I got called out for truancy again.
Last month I had missed the Listening Room because I'd gone to see music played for Tom & Jerry cartoons, here.
I had no idea that my absence had been noted until this past Saturday when it came up while talking to Antonia, part of the Listening Room Crew.
"Actually I was concerned when you weren't there," she told me. "If I'd gotten up the next morning and not seen a post from you, I'd have been seriously worried."
Like calling the police worried?
"Well, yea, you're always there."
And now I have besmirched my record with one absence.
So tonight's show was non-negotiable.
I had run into a friend on my walk this morning (or rather, he'd almost run into me with his car, yelling out the window, "Hey, nice legs!") and he'd suggested meeting up for dinner because he wanted to talk about something important.
I'd agreed, with the caveat that it had to be an early meal so I could make the Listening Room.
We met at Aziza right when it opened and we weren't even the first customers.
We'd come for the pizza because my friend hadn't had it yet, but we started with a salad of crispy egg, arugula and shaved Parmesan with roasted shallot vinaigrette.
If you have any idea what a crispy egg would be, you're smarter than we were.
It was a soft boiled egg that was then momentarily deep-fried, resulting in the lightest possible crispy shell on an egg that still had runny yolk.
Let's just say it made the salad, spreading its yolky richness over everything.
My friend is dating a rigorously healthy eater, so the first thing that caught his eye on the pizza menu was the nitrate-free pepperoni.
Oh, boy, processed meat and no witnesses, his face seemed to say.
But instead we got our pie topped with the Belmont Butchery hot sausage and caramelized onions (or carmalized, as the menu spelled it, omitting and transposing vowels).

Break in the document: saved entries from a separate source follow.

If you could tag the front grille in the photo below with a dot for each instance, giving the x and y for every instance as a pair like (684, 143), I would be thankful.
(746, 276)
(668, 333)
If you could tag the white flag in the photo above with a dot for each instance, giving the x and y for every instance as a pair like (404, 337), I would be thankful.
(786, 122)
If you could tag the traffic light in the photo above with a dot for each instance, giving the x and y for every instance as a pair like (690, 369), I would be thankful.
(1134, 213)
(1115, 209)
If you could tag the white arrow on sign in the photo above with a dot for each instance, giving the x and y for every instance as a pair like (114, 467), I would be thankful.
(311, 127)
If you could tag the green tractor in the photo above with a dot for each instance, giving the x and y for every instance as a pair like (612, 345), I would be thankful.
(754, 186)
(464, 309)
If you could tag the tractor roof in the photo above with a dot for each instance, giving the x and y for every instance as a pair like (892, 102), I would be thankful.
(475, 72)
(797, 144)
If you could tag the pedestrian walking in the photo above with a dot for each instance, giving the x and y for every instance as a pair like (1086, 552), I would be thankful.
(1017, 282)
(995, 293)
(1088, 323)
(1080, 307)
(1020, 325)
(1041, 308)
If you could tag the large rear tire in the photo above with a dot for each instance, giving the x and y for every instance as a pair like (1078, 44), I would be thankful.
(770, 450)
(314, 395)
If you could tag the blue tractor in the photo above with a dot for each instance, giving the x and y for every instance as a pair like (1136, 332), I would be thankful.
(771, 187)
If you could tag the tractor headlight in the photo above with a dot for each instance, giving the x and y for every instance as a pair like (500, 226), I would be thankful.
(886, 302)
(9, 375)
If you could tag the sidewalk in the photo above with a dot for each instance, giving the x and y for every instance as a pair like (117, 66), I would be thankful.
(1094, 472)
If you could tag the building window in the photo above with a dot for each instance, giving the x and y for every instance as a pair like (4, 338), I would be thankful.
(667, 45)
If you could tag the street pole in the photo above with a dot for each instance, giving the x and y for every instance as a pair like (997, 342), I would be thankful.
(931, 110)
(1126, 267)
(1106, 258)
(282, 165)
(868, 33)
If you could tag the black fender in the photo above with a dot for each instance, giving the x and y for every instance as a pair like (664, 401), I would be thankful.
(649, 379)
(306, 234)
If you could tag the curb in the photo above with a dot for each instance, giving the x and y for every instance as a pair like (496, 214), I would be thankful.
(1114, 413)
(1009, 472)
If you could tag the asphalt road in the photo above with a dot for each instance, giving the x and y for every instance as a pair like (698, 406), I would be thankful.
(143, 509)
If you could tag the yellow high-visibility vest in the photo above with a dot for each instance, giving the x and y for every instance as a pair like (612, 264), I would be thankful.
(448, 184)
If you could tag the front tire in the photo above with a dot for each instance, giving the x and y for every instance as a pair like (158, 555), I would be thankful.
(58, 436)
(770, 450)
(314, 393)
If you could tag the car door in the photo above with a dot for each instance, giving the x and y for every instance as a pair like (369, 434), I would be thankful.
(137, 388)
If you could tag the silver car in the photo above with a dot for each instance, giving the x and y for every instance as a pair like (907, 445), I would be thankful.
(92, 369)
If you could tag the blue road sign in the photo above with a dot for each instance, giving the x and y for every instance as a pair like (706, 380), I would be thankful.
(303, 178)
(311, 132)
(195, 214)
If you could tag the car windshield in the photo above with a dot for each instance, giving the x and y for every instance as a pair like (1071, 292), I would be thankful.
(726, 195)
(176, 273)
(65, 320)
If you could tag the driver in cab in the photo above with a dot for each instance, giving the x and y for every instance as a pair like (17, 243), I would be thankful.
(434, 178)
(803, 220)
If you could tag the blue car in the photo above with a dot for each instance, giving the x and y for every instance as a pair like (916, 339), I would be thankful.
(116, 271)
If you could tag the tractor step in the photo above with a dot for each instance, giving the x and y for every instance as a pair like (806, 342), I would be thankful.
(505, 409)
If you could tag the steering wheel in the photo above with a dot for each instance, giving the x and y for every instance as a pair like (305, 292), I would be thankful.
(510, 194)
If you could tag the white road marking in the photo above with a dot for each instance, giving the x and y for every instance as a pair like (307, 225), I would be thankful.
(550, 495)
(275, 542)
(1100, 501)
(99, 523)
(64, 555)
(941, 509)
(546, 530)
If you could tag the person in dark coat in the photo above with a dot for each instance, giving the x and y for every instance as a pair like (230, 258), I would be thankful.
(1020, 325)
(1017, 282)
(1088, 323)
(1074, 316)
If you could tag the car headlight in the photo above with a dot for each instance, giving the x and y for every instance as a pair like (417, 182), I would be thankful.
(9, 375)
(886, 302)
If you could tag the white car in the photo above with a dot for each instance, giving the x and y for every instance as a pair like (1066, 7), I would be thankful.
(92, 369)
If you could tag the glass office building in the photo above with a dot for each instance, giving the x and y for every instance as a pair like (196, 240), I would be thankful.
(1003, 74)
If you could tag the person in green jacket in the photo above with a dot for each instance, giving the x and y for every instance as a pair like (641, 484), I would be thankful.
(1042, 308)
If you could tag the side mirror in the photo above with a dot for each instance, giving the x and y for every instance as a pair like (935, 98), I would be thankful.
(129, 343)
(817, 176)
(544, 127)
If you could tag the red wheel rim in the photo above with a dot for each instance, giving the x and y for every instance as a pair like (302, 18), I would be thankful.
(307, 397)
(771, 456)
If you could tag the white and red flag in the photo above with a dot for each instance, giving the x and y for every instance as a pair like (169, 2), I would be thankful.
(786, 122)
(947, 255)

The spicy/sweet combination was wonderful and we couldn't even finish it.
But when the server offered us a cream puff, we magically found room for dessert.
Once again, I was his partner in crime because the girlfriend doesn't eat refined sugar (I am clearly a bad influence).
Being a photographer, he took a picture of this monument to sugar, both untouched on the plate and another of me with my open mouth hovering just above it.
I'd worry about him posting it on Facebook, except that I doubt he'd be so foolish as to provide documentation of his errant eating habits.
And then it was time for roll call at the Listening Room.
I think there were just as many Tim Barry/Avail fans at the Michaux House tonight as there had been at Fine Foods Saturday, here.
The man has a devoted following, that's for sure. It wasn't long before the room was at capacity.
The show began with Paw Paw, consisting of the brothers Parker.
Their set started with sibling sniping.
Jonathan: "This is a new song called Code Red." Pause. "Well, it's not really called that."
Brother Alan: "Well, it's not really new either."
As former members of local band Pendleton, the two played a mix of that band's material and their newer songs along with a whole lot of guitar.
It was good stuff.
Andy Cobb of the Itchy Hearts followed with his high energy soul/folk and often funny but observant lyrics.
Favorite: "People speak my name in whispers, What finer praise can there be?"
He was joined for one song by Alan Parker of Paw Paw and played a love song written by his best friend.
Tim Barry opened by commenting on the collective awkwardness he was feeling, asking if the audience was feeling the same.
He endeared himself to the audience right off the bat by saying, "So VCU is back in session. What a nightmare!"
I laughed because I had noticed the roving gangs of 18-year olds on the way over, seemingly oblivious to the city around them.
He then launched into a Richmond-centric set of songs he said meant nothing to tour crowds but clearly pleased him to play.
Josh Small joined in on guitar and vocals for the first couple of songs; the two play (all connotations of the word) together often it seems and their voices blended beautifully.
Sample lyric: "I come from Virginia, against the grain and with the wind."
Introducing a song, he said, "If you were ever in Oregon Hill in the early 90s, it was a completely different place than Oregon Hilliamburg is today."
That was just one of many musical references and opinions on everything from Scott's Addition to freight train riding to Fine Foods to 15th Street.
The man admits he's insane, proudly wears his anti-war stance on his sleeve and insists that the only way to stay vital is by taking on challenges that scare you.
He admitted to being scared to perform in front of a listening room- style audience tonight, but mid-set allowed that he was relaxing some.
When the last passionate song ended, the applause was room-filling.
I'd have been an idiot to have been absent tonight and missed so visceral a performance.
Besides, I wouldn't want to worry the people taking attendance.